Well, yes and no, I bet you most of scientists and researchers work their butts off for recognition first, then money. When Flemming discovered penicillin he wasn't thinking on patenting that discovery, and I bet he wasn't being funded either, he just did it for the love of science and the greater benefit of humanity. The same can be said of Tesla. For the joy.

The same we code day and night for the love of our profession.


>When Flemming discovered penicillin he wasn't thinking on patenting that discovery

That's not how drug development works though is it, we can't rely on happy accidents for all scientific/medical advances.

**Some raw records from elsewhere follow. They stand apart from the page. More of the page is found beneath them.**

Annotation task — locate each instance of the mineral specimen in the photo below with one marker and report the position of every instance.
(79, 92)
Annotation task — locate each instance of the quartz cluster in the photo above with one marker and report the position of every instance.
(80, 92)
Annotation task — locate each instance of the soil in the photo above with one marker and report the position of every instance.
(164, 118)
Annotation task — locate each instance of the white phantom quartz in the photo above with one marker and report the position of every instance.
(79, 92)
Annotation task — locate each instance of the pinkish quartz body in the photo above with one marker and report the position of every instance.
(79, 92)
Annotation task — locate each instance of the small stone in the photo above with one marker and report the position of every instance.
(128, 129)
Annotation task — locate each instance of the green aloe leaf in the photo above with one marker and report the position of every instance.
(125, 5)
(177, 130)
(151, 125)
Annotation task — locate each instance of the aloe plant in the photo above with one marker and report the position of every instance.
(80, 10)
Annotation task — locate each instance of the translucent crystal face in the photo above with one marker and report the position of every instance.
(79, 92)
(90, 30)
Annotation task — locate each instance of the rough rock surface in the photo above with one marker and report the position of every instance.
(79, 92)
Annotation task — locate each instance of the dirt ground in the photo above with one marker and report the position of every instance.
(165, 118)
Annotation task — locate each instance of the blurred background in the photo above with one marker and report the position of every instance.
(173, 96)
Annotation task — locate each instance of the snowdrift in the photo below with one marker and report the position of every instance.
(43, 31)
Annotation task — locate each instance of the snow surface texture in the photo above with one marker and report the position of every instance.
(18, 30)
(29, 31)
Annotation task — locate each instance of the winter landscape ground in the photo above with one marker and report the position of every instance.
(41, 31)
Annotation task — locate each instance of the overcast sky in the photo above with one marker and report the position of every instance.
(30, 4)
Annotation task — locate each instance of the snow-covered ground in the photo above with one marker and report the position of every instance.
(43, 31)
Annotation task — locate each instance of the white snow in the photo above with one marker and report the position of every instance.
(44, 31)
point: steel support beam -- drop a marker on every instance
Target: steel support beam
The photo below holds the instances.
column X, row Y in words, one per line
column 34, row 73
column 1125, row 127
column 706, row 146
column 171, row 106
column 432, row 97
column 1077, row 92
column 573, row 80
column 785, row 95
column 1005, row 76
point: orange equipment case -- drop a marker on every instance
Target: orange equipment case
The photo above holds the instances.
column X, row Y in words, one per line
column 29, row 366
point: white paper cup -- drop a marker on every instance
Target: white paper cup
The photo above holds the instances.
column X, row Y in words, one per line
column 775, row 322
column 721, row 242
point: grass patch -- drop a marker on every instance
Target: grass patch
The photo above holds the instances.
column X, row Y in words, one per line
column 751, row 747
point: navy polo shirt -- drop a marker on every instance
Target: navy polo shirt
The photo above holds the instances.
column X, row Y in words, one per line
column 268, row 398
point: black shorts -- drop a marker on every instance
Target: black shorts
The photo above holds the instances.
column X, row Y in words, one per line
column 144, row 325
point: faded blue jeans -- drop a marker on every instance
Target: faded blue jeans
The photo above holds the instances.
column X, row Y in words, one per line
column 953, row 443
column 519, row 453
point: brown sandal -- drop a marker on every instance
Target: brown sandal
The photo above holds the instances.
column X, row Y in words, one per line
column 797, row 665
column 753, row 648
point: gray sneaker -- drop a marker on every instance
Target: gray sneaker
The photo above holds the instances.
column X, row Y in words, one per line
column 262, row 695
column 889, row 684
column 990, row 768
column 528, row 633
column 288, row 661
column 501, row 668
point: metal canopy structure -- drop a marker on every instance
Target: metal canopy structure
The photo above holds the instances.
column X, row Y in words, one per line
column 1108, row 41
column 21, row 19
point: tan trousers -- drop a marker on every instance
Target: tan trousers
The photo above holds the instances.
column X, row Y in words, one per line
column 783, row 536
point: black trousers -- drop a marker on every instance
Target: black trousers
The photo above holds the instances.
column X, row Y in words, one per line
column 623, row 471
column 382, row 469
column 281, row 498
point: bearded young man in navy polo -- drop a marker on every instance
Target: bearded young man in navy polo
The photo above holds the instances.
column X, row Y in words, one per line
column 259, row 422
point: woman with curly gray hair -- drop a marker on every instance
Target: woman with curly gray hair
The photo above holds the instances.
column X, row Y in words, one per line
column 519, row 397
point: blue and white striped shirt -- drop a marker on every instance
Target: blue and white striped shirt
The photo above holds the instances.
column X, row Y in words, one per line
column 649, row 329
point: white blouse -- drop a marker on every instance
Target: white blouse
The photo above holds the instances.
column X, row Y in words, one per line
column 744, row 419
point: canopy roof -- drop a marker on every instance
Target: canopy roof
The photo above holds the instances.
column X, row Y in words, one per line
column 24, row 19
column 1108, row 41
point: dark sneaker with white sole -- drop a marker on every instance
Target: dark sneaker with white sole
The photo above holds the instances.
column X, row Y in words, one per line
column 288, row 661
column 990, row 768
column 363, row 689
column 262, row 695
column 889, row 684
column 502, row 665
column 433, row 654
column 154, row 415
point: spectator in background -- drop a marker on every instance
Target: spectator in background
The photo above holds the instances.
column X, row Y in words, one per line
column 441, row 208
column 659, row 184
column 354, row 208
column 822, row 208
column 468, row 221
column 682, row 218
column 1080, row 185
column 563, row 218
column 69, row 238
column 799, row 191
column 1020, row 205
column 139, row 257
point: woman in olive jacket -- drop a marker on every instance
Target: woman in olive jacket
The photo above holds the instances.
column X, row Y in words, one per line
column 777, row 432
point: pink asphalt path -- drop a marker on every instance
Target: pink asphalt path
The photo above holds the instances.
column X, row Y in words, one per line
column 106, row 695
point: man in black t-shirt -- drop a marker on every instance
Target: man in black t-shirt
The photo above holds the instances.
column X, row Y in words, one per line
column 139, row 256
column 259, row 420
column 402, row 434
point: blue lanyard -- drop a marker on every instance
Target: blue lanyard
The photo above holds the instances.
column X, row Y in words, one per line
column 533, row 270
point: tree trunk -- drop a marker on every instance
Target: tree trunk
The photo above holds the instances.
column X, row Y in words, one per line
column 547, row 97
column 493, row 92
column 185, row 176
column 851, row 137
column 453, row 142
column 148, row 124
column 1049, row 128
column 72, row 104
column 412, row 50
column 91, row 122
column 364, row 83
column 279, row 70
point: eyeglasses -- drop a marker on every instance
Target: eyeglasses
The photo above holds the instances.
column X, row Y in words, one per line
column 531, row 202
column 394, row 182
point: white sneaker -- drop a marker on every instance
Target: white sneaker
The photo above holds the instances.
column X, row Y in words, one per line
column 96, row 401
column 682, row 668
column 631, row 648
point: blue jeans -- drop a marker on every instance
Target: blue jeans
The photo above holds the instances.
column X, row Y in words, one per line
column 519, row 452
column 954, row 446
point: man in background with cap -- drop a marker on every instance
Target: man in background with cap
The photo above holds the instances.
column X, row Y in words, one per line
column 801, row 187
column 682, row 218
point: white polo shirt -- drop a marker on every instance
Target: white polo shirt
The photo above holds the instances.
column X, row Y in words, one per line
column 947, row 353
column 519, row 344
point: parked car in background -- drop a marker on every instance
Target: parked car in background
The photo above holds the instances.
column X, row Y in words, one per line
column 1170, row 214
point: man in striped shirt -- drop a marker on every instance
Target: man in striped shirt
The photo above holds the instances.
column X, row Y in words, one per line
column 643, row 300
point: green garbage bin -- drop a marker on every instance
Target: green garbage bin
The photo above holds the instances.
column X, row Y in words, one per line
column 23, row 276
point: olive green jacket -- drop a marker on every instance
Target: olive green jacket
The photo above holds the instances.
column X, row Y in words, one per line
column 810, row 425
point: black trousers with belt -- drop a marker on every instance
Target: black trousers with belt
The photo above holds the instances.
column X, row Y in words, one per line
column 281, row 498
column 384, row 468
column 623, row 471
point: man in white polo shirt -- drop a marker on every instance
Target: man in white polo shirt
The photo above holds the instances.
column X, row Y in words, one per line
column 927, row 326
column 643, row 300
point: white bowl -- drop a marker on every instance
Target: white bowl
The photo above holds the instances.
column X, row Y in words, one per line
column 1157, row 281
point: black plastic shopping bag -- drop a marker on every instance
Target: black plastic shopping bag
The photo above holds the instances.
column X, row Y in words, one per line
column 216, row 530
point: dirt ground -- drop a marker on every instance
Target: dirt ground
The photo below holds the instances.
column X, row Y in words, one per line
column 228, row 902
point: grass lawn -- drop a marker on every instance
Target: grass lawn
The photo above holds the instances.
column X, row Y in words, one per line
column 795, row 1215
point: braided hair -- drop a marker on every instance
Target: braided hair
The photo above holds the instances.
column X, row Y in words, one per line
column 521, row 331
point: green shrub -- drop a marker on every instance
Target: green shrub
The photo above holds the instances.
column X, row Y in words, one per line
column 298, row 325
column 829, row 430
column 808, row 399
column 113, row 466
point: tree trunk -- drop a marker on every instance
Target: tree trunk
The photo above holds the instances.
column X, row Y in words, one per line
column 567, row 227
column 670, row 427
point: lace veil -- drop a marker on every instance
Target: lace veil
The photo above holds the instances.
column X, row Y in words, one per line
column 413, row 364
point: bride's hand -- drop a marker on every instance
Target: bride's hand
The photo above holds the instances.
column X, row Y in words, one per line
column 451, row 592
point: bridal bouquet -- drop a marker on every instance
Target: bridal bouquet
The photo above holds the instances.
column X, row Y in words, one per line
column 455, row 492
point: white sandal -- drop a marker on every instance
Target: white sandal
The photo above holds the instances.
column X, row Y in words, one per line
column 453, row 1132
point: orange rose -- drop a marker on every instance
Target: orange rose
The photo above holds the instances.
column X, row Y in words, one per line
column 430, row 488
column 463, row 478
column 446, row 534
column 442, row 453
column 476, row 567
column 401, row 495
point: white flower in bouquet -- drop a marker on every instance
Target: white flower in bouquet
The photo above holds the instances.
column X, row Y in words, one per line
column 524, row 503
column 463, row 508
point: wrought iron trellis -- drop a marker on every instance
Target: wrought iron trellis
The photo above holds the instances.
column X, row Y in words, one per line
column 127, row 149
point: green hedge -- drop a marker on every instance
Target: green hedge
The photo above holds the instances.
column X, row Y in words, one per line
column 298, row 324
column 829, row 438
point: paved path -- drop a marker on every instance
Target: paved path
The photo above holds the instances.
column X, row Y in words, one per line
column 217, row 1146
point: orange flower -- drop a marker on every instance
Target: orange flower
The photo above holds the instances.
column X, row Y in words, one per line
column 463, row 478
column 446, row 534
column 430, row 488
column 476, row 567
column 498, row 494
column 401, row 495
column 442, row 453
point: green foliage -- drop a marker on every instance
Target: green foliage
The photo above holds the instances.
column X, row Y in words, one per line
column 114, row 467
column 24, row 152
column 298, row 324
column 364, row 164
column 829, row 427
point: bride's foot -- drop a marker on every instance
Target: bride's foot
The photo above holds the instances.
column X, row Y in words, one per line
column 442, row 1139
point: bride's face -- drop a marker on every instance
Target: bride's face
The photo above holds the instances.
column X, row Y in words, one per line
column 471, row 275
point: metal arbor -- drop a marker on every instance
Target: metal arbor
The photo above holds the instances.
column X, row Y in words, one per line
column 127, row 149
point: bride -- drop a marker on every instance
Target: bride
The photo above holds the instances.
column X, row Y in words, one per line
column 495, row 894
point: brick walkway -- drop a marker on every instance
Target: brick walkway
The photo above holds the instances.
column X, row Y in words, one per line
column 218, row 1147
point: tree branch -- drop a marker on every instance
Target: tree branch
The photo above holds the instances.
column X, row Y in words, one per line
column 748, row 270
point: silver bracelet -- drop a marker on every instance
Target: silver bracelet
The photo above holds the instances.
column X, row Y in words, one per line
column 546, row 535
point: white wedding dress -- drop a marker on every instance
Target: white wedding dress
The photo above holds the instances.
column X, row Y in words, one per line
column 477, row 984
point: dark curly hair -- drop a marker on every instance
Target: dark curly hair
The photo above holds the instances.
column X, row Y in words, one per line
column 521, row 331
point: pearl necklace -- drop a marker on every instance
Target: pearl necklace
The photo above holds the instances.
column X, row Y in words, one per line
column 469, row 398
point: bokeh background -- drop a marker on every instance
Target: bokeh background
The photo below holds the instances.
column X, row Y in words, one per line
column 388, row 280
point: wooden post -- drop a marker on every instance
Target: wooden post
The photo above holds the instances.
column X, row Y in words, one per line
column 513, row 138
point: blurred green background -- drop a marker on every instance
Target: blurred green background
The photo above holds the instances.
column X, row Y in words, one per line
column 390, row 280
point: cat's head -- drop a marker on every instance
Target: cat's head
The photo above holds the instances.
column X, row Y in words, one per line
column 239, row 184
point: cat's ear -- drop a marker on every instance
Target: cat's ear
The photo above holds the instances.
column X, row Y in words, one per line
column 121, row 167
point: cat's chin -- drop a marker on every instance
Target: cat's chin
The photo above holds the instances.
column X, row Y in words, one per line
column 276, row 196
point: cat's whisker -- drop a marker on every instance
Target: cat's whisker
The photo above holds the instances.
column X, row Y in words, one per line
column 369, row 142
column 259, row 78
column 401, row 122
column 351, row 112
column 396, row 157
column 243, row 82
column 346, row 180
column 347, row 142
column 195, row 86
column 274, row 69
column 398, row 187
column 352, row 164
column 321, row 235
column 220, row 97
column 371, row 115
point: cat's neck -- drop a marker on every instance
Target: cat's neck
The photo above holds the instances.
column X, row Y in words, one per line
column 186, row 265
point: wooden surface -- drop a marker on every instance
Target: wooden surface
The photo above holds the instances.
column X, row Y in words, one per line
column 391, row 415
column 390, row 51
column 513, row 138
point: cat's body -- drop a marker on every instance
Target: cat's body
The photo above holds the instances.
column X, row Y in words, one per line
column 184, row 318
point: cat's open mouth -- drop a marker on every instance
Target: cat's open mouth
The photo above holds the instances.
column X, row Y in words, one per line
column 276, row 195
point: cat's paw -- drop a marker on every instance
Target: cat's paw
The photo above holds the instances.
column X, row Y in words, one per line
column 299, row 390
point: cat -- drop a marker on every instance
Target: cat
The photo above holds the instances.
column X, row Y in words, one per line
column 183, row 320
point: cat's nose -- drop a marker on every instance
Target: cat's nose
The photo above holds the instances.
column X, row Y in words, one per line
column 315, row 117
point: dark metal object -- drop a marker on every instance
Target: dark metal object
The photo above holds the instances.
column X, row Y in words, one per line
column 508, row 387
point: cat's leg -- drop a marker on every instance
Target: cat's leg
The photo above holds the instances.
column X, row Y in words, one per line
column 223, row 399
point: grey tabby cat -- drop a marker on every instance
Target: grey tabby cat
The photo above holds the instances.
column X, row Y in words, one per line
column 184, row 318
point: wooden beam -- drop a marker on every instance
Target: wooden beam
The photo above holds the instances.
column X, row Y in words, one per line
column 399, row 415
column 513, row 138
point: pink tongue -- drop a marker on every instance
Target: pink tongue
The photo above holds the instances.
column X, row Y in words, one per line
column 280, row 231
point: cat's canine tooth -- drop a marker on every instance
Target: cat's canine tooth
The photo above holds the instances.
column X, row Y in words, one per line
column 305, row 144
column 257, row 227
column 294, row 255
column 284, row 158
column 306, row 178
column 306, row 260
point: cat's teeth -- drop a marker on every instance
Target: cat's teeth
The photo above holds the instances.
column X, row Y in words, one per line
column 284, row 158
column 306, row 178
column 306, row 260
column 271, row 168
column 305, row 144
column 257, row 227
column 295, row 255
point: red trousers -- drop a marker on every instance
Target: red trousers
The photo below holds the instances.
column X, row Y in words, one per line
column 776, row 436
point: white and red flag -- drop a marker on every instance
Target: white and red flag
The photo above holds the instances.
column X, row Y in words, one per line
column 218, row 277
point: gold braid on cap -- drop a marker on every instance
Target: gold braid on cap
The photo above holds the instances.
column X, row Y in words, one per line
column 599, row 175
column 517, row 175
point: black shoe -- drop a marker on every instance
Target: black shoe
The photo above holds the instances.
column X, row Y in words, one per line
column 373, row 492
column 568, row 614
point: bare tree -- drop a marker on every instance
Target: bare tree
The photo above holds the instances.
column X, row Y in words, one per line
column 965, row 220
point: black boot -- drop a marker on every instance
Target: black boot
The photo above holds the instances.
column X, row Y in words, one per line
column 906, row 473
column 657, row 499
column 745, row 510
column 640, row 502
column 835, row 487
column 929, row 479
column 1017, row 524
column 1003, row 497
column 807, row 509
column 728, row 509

>I bet he wasn't being funded either, he just did it for the love of science and the greater benefit of humanity

This works if you have a source of sustenance. It doesn't work against a backdrop of capitalism.

Tesla became wealthy through patents enabling him to fund his later experimentation. Whether he did it to further scientific understanding or not he benefited greatly both in wealth and ability to further his research because of the IP laws at the time.


Fleming discovered penicillin by accident, and then only used it in it's weak form to create vaccines that didn't actually work, though he still sold them and made good money from them. He actively discouraged his students from following it up or improving it and it was only later when government funding was made available to create an effective antibiotic that his research was resurrected and perfected.